For those who don’t know the sketch, check it out. It involves a couple riding in the elevator of the Tower of Terror, with the elevator being operated by Kenan Thompson, who stops on each floor, and throws the doors open with some dramatic flair. Sometimes the door opens on a suicidal bride-to-be. Sometimes they open on a demon-possessed child.
And sometimes, the doors open on David Pumpkins.
Now, David Pumpkins (brought to life incredibly by host Tom Hanks) is not the ordinary Halloween fright. He sports a pumpkin-covered suit and tie and is accompanied by his two dancing skeleton friends. The doors fly open on him, he yells his name as well as some variation of his introduction, proceeds to do a little eccentric dance, and then asks the viewers “Any Questions?” before the doors abruptly swing shut.
The brilliance of David S. Pumpkins is that it is nearly impossible to nail down exactly what makes him so instantly memorable. Is it the unnecessary middle initial that gets added during his second appearance? Is it the fact that for some reason, he appears in 73 out of the 100 floors on this ride? Is it the giddy expression constantly frozen on his face? Who knows?
Perhaps the sketch is especially heightened by the built in self-analysis provided by the ride-goers portrayed by Kate McKinnon and Beck Bennett.
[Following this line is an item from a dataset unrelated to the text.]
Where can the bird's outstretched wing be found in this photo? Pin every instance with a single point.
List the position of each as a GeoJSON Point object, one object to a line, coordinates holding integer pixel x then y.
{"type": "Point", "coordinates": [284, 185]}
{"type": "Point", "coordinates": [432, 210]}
As the two start off the ride in high Halloween spirits, they eventually grow more and more confused by the constant presence of this man, and the apparent indifference of the ride operator only adds to their frustration. It is through them that Pumpkins’ throwaway catchphrase becomes a main source of hilarity. “Any questions?” he repeatedly asks. “Yes! Several!” replies an aggravated Bennett, despite the elevator doors having already closed on his tormentor. Bennett and McKinnon serve as an extension of the audience at home, all of whom were asking the same questions. What’s up with the skeletons? Who is David S. Pumpkins? Why did this ride decide to go all in on this idea?
Often times, an SNL sketch needs some sort of additional explanation before the viewer realizes the humor behind it. Political sketches require a sense of current events. Parodies require a knowledge of source material. Weekend Update demands quick reflexes. David S. Pumpkins is different. He is his own entity entirely, separate from everything else. It’s the kind of script where one can imagine the writers merely throwing out a ridiculous concept and deciding to run with it. As Hanks drove the bit by fully committing himself to this goofy concept and his perfectly synchronized dance moves, the sketch is a simple case of everything coming together in the perfect way, and the only explanation given is the following exchange:
“Who are you?”
“I’m David Pumpkins, man!”
“And David Pumpkins is…?”
“His own thing!”
“And the skeletons are…?”
“PART OF IT!”
That’s all there is to it folks. There we have the simple brilliance of David S. Pumpkins.